The same filing states that 48 trees were slated for removal in the project – a figure that had been reduced from over 200 tree removals in the earliest stages of design.

But that number crept upward again in subsequent design iterations, each of which got fewer opportunities for public scrutiny.

By June 2019, the "100 percent" design blueprints, which would ultimately be used as a template for the construction project, called for the complete removal of 121 mature trees, in addition to root trimming that would impact hundreds of other trees in the corridor.

Earlier this year, MassDOT authorized a $26 million contract with the Newport Construction Corporation of Nashua, NH to execute that design. The choice of that contractor also raised eyebrows among tree advocates: in 2017, Newport allegedly cut down several mature trees along Beacon Street without notifying abutters.

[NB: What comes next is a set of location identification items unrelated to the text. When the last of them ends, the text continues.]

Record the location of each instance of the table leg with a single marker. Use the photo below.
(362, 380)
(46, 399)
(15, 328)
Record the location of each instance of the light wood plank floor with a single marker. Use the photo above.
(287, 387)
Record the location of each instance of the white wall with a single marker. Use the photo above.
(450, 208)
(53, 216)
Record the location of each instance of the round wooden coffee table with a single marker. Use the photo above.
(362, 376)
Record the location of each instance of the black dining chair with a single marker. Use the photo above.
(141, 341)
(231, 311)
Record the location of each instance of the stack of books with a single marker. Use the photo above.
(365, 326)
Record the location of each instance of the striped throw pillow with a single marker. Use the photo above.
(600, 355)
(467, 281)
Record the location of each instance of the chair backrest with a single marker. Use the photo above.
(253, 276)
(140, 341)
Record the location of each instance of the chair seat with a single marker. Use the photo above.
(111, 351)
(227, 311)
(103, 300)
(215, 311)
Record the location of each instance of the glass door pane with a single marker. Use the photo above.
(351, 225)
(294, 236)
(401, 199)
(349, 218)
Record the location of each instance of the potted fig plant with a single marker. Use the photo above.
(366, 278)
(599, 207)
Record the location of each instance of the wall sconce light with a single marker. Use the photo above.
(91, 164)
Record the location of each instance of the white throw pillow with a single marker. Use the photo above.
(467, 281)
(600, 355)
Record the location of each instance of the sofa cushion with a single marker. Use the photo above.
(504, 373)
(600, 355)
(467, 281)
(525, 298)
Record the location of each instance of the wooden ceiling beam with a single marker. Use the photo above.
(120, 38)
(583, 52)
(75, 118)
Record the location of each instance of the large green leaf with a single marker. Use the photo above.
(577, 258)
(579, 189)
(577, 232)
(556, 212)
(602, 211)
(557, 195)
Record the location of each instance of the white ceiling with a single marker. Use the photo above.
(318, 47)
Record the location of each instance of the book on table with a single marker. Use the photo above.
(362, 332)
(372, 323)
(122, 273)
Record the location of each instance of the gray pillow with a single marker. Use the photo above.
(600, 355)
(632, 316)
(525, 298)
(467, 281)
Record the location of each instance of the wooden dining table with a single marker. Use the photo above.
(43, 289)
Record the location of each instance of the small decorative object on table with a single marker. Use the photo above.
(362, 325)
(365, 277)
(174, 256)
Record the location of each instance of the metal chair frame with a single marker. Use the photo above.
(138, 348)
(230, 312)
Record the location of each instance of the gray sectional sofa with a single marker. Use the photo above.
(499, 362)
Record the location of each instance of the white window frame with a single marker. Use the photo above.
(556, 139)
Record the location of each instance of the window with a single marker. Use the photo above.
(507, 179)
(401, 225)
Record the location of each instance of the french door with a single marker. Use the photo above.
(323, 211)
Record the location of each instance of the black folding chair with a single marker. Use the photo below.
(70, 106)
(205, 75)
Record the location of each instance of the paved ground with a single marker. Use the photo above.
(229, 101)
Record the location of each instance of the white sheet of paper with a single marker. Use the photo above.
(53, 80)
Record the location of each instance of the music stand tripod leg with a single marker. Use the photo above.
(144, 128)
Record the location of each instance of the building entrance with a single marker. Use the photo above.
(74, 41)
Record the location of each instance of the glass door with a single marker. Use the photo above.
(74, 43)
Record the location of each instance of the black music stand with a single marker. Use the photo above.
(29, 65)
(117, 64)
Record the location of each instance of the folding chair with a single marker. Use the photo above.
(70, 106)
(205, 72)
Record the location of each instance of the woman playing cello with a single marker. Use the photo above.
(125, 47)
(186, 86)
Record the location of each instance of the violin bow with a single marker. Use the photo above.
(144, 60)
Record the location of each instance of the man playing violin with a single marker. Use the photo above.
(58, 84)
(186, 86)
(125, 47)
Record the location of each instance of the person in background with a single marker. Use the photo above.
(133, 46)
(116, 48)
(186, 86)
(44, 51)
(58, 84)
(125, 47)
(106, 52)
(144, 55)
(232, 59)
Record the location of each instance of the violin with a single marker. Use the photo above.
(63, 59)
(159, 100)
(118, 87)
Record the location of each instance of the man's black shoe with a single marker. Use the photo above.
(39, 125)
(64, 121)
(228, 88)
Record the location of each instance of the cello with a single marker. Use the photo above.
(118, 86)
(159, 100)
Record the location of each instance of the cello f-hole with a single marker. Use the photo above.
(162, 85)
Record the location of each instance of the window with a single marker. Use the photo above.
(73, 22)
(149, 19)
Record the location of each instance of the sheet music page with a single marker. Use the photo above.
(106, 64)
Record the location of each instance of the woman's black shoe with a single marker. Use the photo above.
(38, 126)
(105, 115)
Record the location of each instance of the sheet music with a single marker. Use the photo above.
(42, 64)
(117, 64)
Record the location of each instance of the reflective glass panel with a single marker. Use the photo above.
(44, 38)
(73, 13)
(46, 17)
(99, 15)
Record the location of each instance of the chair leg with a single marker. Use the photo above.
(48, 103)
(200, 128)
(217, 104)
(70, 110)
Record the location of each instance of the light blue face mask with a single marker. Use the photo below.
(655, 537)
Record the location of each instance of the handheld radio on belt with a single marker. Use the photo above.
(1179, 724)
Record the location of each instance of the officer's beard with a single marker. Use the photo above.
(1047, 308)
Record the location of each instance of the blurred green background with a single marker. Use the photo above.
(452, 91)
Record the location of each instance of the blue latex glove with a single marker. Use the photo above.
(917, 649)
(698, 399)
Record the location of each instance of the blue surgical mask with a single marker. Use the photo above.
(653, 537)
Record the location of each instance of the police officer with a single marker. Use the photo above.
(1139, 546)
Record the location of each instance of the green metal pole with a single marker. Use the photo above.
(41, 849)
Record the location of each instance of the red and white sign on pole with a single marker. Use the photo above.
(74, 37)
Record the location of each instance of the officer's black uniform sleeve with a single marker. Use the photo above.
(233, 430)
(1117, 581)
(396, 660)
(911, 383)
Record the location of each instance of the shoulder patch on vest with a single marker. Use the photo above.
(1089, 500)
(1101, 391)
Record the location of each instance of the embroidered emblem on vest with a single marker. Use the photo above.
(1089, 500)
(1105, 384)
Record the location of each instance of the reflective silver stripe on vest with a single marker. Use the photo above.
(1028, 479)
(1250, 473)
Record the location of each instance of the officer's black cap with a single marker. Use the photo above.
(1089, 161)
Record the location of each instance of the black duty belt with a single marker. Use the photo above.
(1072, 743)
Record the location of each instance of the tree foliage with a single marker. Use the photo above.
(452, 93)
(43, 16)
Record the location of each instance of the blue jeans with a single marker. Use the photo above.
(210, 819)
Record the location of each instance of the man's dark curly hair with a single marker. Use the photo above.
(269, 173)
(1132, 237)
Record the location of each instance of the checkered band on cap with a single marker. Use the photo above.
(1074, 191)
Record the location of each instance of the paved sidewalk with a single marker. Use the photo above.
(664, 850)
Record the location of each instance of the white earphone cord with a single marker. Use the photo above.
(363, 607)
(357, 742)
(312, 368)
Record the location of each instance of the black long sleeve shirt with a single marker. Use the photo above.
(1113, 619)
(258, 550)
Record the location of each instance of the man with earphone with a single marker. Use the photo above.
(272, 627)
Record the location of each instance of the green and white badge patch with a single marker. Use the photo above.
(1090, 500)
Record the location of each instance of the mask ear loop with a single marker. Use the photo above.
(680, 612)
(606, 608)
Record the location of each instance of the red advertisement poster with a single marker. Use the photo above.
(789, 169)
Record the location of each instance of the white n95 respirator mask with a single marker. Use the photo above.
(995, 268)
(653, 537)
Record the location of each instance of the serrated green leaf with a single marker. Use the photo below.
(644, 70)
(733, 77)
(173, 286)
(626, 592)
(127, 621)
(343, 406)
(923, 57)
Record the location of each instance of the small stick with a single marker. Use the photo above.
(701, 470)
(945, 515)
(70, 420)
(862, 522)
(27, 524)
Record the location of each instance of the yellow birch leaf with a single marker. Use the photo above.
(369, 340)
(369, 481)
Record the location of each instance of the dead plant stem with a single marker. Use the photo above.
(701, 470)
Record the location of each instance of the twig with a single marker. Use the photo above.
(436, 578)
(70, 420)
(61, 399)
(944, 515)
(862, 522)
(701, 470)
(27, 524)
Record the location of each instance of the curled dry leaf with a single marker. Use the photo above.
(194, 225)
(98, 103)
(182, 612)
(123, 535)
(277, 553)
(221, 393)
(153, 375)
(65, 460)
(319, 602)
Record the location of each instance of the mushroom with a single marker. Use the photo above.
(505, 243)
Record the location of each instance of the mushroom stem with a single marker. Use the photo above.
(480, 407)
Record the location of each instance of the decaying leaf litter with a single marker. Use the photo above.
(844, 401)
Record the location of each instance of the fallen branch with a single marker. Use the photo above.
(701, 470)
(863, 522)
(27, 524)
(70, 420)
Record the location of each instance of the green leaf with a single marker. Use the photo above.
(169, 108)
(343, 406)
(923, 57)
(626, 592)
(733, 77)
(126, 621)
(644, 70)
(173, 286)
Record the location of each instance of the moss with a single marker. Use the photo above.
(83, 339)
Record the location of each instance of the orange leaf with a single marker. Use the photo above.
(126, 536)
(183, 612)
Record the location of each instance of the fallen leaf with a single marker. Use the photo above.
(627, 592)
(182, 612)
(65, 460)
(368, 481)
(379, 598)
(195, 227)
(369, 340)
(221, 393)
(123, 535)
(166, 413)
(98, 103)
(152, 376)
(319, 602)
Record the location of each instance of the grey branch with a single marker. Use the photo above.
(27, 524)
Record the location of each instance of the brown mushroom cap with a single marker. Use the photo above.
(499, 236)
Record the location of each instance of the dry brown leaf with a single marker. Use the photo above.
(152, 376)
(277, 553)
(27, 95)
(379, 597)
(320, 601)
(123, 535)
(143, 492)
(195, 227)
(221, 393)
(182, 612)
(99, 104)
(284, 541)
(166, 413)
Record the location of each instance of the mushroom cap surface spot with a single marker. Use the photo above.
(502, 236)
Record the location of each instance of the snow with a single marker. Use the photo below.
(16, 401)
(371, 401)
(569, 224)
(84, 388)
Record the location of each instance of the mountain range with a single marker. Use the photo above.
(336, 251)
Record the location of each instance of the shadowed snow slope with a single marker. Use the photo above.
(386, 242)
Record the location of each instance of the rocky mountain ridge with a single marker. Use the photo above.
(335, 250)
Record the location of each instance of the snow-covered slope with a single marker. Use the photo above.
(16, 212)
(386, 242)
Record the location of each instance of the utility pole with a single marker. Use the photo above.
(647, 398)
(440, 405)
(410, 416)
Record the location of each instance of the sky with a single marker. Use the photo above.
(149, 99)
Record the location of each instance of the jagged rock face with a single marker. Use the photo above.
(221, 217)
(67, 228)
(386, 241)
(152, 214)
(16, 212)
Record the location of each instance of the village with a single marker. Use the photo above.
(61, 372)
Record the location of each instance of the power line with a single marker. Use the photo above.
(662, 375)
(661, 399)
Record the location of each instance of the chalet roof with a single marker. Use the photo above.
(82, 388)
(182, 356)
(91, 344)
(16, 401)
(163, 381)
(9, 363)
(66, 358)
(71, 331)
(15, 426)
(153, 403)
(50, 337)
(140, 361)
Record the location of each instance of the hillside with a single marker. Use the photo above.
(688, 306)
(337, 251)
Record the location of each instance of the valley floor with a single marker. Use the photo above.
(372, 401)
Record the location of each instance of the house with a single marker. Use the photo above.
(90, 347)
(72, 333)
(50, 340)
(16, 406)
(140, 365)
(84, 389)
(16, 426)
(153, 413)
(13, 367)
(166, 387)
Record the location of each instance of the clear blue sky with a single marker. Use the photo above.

The Friends group may have gotten a boost this summer, when Dr. Karilyn Crockett, who chronicled Roxbury's activism against the Inner Belt in her book People Before Highways, joined Mayor Walsh's cabinet as the city's new Chief of Equity.

According to Boston officials, Crockett started collaborating with other city staff over the summer to reevaluate the project with a focus on its impacts to historically underserved communities in Roxbury.

At the end of August, the Boston Cyclists Union, which had been involved in the earlier design process and supportive of the project's proposed bike and pedestrian safety improvements, joined calls for the city to put the project on pause. And at a September 14th press conference, the Friends of Melnea Cass welcomed support from Boston City Council President Kim Janey, Councilor Michelle Wu, and State Senator Sonia Chang-Díaz.

Because the project is already under contract between MassDOT and Newport, the City of Boston has limited influence. But city officials say that they are working with MassDOT to pursue possible "change orders" to the agreement.

"MassDOT is aware we are reviewing the project to see if we could save additional trees," wrote a Boston Transportation Department (BTD) official in an email last week.

Change orders to a project that's already under contract can be expensive, but they're not unusual. Peter Furth, a Professor of Civil Engineering at nearby Northeastern University, observes that minor changes to the project's protected bikeways and sidewalks could preserve more trees at relatively low cost.

"A change like moving the entire roadway over, or changing the drainage – that can be expensive and hard to do (once a project is already under contract)," said Furth in a phone conversation with Streetsblog last week. "But making the bike path a little bit narrower in some locations to save a row of trees – changes that wouldn't actually cost any more to construct – those could be relatively easy."

BTD also asserts that the current contract with Newport has "strong language" for tree protection and care throughout the duration of the project, and that contract change orders for additional tree protections are also under consideration.